La casa - Carlos Suchowolski
Texto en español en Una botella llena de luciérnagas: "La casa"
Indietreggiai di spalle mentre fissavo la facciata con precisione
maniacale. Osservandola attraverso l’obiettivo, l’angoscia andava
sostituendosi alla rabbia che mi aveva spinto a uscire al suono dei
colpi e dei sussulti delle pareti. Mi rifiutavo di capire perché si
fosse comportata come in preda all’ubriachezza, facendo sì che i miei
sensi passassero il punto di rottura, e allora feci per tornare
indietro, anche se avrebbe voluto dire rinnegare la mia dignità,
accettando (con le prevedibili conseguenze) la sottomissione
incondizionata; elemosinare d’essere accolto persino come schiavo,
prometterle ciò che… ciò che avrebbe finito per lasciarmi senza neanche
un pugno di mosche, come altre volte mi era già successo. Con un colpo
di coda, un’ondata di rabbia residua mi aggredì, e mi obbligò a
stringere i denti mentre premevo involontariamente l’otturatore,
immortalando, come si suol dire, la facciata. E in quel momento riuscii a
vedere quanto succedeva: si stava disfacendo, là, dietro!... da dietro,
dal fondo…! Stava svanendo al tempo stesso in cui cadeva a pezzi!
Finalmente
compresi ogni cosa… Come ero potuto essere tanto cieco e stupido…! Avevo
barato così da abbandonarla e da sopravviverle…! Avevo messo in scena
un’assurda pantomima per non vedere… l’orrore, e risparmiarmi la caduta!
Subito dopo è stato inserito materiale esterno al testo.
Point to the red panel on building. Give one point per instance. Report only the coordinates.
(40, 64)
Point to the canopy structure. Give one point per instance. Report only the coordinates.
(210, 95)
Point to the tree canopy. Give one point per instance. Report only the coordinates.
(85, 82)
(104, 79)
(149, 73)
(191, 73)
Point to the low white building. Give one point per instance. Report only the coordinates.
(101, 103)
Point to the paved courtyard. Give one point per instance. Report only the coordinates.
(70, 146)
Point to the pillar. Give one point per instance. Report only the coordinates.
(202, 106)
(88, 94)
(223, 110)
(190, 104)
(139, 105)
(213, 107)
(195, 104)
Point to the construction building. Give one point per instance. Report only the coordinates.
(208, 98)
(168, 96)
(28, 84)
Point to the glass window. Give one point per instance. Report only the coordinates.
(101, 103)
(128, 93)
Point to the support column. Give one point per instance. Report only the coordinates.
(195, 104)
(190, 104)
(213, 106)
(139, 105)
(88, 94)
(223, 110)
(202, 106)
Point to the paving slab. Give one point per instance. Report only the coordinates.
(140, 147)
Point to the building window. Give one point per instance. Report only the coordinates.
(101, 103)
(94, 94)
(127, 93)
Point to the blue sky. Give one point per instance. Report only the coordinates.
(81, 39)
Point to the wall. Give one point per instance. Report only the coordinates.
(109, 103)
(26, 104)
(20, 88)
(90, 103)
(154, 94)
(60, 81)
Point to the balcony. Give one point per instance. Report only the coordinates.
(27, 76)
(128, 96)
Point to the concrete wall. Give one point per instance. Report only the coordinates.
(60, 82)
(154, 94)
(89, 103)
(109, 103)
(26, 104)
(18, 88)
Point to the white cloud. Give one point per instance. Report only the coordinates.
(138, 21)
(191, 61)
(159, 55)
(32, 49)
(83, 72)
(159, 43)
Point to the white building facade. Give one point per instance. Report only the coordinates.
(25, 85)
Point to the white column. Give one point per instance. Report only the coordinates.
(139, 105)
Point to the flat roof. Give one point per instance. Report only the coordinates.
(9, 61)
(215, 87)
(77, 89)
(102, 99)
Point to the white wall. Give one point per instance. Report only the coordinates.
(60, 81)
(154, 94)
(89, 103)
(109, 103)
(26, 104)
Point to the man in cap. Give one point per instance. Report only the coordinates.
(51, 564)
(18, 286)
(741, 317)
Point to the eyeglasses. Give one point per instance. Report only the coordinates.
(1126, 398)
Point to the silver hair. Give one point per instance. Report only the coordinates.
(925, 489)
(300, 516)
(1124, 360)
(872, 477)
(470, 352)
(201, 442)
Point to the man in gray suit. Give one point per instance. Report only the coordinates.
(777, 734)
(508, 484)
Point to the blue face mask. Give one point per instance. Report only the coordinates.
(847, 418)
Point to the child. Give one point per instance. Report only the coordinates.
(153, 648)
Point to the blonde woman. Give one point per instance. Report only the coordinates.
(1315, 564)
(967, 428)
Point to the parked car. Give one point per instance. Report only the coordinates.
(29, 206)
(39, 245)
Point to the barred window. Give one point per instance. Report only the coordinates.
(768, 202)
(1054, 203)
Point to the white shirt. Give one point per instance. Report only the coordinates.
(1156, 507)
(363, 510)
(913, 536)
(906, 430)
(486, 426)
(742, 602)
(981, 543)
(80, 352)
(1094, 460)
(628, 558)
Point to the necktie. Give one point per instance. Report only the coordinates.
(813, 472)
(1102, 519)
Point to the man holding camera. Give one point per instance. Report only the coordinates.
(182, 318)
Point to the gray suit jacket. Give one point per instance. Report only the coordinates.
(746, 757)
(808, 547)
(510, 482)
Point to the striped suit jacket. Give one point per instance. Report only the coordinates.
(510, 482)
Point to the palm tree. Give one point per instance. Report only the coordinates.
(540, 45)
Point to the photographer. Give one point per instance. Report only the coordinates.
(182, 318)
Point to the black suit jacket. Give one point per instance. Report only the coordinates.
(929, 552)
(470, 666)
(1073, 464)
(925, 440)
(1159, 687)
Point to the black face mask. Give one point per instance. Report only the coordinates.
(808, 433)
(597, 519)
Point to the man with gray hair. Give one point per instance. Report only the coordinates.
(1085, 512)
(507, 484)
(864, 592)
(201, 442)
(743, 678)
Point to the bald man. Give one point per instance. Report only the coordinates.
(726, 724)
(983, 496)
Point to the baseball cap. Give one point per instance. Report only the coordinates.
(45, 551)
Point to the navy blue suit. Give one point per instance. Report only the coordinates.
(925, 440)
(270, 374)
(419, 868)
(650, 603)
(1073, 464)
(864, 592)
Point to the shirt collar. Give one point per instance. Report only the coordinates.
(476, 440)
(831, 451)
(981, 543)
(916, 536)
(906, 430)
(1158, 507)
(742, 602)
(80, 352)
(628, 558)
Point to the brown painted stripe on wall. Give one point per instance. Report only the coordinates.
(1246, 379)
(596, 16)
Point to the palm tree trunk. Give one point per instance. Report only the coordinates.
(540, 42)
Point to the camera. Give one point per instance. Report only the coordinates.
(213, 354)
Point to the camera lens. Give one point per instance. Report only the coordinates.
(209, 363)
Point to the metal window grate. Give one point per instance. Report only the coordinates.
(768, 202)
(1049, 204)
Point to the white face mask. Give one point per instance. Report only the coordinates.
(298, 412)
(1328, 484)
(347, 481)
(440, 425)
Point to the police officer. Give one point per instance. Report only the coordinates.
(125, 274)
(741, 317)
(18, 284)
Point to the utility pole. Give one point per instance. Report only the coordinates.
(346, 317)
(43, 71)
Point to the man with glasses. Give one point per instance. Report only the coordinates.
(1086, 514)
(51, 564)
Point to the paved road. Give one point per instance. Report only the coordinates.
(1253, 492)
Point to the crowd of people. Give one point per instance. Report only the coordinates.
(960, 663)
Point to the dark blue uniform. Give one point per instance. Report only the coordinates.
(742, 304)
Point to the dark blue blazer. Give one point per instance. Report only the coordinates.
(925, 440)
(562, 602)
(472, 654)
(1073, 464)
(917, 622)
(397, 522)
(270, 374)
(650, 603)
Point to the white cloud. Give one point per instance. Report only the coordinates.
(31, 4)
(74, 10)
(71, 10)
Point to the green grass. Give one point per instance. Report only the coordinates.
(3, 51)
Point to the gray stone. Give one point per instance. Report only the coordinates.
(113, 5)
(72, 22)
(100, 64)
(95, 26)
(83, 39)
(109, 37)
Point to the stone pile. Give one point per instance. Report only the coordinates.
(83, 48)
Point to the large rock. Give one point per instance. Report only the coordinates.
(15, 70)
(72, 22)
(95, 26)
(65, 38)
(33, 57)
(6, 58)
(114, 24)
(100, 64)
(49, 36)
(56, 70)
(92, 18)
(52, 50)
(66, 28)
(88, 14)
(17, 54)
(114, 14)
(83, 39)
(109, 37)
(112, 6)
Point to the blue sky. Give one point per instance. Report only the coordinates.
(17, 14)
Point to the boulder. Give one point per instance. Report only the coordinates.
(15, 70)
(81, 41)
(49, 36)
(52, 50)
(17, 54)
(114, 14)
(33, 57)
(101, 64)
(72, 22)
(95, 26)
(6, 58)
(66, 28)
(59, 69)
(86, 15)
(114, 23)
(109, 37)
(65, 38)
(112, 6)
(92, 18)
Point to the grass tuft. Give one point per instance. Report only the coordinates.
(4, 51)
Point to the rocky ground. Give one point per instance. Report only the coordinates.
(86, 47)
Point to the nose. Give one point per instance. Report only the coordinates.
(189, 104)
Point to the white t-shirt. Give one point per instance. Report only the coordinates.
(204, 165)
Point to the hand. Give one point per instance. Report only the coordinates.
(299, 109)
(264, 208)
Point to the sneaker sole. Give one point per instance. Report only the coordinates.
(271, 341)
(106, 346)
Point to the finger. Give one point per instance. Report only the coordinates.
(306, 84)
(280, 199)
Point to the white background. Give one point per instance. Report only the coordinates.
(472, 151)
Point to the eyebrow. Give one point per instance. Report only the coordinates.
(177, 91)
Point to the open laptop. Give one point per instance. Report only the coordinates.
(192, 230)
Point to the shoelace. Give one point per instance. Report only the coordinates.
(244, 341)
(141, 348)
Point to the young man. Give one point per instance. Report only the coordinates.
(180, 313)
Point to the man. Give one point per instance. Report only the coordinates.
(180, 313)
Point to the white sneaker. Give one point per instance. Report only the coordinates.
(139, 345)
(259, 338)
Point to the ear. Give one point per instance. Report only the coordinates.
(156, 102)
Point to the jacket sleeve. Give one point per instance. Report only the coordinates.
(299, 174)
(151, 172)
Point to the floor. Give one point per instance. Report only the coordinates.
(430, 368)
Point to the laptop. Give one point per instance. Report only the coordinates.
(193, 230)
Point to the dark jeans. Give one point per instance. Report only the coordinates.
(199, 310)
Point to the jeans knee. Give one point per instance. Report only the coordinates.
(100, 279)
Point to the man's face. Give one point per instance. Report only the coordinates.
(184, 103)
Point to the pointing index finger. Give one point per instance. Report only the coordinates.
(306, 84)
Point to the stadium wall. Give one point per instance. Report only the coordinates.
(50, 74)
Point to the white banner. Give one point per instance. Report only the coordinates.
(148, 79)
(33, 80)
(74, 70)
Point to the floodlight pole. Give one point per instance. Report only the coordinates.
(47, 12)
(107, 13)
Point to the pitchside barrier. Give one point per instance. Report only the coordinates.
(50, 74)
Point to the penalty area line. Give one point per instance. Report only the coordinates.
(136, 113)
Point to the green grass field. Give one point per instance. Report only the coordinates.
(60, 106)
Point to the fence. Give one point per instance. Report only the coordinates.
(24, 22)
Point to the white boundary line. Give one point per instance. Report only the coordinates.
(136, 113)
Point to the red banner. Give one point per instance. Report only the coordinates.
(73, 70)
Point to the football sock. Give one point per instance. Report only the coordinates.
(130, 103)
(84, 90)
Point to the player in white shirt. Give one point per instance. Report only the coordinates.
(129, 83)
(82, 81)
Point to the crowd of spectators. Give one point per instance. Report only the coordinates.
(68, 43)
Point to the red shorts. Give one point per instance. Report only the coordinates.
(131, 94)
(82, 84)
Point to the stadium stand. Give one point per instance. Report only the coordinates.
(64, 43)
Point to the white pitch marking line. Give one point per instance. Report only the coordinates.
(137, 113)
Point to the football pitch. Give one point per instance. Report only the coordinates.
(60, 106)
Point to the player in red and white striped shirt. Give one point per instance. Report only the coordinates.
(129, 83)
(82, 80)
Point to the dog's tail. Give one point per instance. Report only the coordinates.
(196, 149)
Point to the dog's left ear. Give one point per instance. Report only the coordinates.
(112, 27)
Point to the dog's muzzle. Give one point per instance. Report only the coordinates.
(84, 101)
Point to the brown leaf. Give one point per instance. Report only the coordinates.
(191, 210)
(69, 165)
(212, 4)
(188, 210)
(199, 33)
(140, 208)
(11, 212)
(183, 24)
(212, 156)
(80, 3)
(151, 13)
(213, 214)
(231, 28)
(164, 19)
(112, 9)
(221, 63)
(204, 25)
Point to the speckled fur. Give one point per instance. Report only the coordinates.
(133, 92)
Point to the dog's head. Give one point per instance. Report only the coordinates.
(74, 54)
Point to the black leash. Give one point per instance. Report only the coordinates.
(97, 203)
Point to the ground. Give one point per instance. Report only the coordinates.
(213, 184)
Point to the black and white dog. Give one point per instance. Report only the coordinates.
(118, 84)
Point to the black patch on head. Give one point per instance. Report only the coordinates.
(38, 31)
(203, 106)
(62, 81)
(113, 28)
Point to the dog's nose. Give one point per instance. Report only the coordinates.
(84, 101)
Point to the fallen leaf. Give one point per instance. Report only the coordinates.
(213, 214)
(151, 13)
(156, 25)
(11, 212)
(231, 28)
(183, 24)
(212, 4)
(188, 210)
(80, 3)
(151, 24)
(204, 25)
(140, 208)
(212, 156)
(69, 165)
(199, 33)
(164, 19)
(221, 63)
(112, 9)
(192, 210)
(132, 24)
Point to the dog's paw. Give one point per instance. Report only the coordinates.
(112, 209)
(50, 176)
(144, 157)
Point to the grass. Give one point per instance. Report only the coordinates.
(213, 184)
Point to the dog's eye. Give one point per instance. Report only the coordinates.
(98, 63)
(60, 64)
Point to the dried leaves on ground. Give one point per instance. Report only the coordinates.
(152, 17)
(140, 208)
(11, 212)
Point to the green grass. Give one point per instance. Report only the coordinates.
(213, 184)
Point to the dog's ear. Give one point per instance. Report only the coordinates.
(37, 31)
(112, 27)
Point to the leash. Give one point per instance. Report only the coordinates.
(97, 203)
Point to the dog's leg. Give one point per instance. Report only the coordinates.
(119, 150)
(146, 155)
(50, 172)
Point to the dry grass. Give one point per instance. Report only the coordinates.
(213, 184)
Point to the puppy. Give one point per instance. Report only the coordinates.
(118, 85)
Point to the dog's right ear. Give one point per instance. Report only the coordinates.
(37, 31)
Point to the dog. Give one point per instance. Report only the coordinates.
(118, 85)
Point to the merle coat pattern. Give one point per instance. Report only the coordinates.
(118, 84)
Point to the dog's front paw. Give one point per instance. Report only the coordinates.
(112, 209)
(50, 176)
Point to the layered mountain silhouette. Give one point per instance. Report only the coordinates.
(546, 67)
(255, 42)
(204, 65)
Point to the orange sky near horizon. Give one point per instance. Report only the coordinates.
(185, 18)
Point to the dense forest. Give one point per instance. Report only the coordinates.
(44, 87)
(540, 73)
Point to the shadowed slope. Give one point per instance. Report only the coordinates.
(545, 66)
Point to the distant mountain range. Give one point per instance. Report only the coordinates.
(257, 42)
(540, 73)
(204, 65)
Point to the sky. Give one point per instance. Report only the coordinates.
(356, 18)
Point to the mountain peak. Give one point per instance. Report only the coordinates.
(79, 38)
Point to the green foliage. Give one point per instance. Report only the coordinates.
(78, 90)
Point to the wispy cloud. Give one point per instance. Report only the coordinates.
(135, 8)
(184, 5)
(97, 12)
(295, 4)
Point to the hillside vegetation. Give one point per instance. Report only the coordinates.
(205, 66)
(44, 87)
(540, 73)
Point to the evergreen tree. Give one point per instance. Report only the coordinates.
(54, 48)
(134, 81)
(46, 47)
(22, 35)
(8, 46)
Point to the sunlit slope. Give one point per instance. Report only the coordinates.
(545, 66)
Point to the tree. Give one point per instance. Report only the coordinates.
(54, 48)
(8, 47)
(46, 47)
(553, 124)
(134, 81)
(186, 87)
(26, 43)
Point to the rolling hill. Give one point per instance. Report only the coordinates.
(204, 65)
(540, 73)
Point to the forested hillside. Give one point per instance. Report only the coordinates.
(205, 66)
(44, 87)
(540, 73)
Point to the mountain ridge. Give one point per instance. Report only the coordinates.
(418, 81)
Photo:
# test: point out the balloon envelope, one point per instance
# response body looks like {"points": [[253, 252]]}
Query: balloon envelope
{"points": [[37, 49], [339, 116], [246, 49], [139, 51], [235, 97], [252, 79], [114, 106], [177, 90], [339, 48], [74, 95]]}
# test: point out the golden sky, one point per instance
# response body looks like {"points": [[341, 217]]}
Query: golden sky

Lei sapeva che non l’avrei lasciata volentieri, che avrei preferito
morire insieme a lei, abbracciato dalle sue pareti, schiacciato sotto le
sue macerie… Desiderai odiarla ancora… ma non ci riuscii… E mentre lei
scompariva, sola, abbandonata, pezzo dopo pezzo… il tetto, la facciata,
il giardino… in ultimo il cancello…, io restavo là davanti, preservato
dalla rovina senza averlo desiderato. La macchina fotografica mi tremava
tra le mani con la foto dentro, ancora non svelata, fragile ed
effimera, come tutto, rifiutandosi, come me, nella sua debolezza, di
ammetterlo.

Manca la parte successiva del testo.